The rest is history. Martínez ran the race of his life in 13.17 seconds, a personal best and an under-23 record. “I’ve seen it several times, I don’t assimilate it, I don’t believe it.” This is how he explains his test, which started with tearing down the first fence, but without consequences. “Coming in with a lot of speed, I don’t feel that touch of the fence so much. Even though I touch it and it throws me off, I don’t realize it puts me off the track. I’m still strong, I still use that strong access to those fences to finish in a quick finish,” he recalled.
When he turns his head and sees the Pole behind him and just the two Americans in front of him and he knows he’s a medalist, he screams and lets go of the tension. But then, as he walks past the podium and speaks to the media, he embraces victory without fanfare, with astonishing calm. “I’m talkative, very nervous, although I often try to pretend otherwise because that’s how I was taught. They’ve always called me a nerd since I was a kid.
The disqualification of local hero Devon Allen for just a thousandth of a second has sparked controversy over how reaction times are measured. Although he took advantage of it, Martínez admits that unusual things happened. “When I see the videos, I understand the controversy. Something strange happened because we saw athletes responding in 104 thousandths, 103, 101… [por debajo de 100 supone la eliminación]. These reactions are not normal. No athlete has reacted like this in previous championships.”
From a chemist father and a doctor, he decided to study politics. “I was interested in having the tools to analyze structural realities from a more theoretical perspective,” he says, passing from athlete Asier to student Asier for a few seconds. Someone who doesn’t shut themselves inside that sometimes so repetitive and unrealistic bubble of streaks on the track, weights in the gym and obsession with physique and results and opens their eyes to the outside world: Now he has a book about the Maras, the Central American Latino gangs.
His intention is to continue studying and combine it with athletics, a duet he believes they combine perfectly. But how can you continue to improve? “In the comparison that we do with the rest of the competitors, we see that there is still a physical step, power and strength parameters that condition those first two jumps.” This beginning is his weak point, he admits. “I don’t see myself as inferior either technically or in the last part, but I see myself as inferior in the first two hurdles”.

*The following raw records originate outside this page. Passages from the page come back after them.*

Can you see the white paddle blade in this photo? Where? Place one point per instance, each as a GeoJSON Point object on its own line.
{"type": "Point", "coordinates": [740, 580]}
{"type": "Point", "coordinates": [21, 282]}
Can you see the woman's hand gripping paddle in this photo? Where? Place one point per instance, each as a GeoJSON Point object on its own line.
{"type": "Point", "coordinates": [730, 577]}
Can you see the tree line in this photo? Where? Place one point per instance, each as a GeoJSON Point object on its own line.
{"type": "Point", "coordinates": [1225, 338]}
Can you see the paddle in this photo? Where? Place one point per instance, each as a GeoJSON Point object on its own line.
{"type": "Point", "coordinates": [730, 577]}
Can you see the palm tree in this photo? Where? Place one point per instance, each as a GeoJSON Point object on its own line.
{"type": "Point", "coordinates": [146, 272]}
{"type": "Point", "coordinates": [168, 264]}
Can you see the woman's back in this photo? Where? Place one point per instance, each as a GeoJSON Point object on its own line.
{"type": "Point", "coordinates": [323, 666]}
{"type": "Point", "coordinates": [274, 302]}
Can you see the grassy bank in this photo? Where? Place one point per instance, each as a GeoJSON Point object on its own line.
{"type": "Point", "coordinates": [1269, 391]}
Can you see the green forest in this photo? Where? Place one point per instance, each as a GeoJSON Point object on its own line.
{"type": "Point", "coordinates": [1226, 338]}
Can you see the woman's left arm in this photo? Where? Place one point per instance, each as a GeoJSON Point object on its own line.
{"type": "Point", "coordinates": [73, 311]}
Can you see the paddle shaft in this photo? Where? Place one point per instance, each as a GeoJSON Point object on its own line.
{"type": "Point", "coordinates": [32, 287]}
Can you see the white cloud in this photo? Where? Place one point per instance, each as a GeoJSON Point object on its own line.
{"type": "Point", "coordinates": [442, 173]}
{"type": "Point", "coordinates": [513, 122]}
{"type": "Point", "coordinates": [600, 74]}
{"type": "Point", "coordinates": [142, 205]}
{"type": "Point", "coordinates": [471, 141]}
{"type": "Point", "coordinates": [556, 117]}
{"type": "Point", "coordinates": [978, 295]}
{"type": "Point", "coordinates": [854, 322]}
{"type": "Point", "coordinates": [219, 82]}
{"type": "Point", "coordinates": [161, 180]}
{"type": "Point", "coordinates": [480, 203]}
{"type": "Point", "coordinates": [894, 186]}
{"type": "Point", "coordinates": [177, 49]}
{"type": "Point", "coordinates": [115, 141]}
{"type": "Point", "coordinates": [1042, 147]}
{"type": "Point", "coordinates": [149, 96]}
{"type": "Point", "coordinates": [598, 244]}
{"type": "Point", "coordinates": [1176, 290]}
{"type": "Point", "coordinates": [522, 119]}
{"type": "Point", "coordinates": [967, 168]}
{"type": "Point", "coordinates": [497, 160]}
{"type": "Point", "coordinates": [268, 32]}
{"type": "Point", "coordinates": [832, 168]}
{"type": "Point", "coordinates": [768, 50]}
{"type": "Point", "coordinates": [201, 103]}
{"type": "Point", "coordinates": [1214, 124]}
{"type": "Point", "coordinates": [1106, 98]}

He’ll land in Barajas at 9.05am on Thursday, a medal around his neck and eager to finally eat well after settling on chicken and pasta last week – and nearly a kilo of Serrano ham he brought back from Spain – for the lack based variety in the Oregon campus dining room due to the lack of better quality vegetables, salads and meats.
But there will be no time to rest too long. In less than a month, the Munich European Championship begins. And his competitors will no longer see a talented young man, but a newcomer, but a World Cup medalist. “My goals haven’t changed. I want to reach the final, it won’t be as expensive as the World Cup. And once it hit me for the high posts. I can’t say if it was a medal, fourth place or first place.”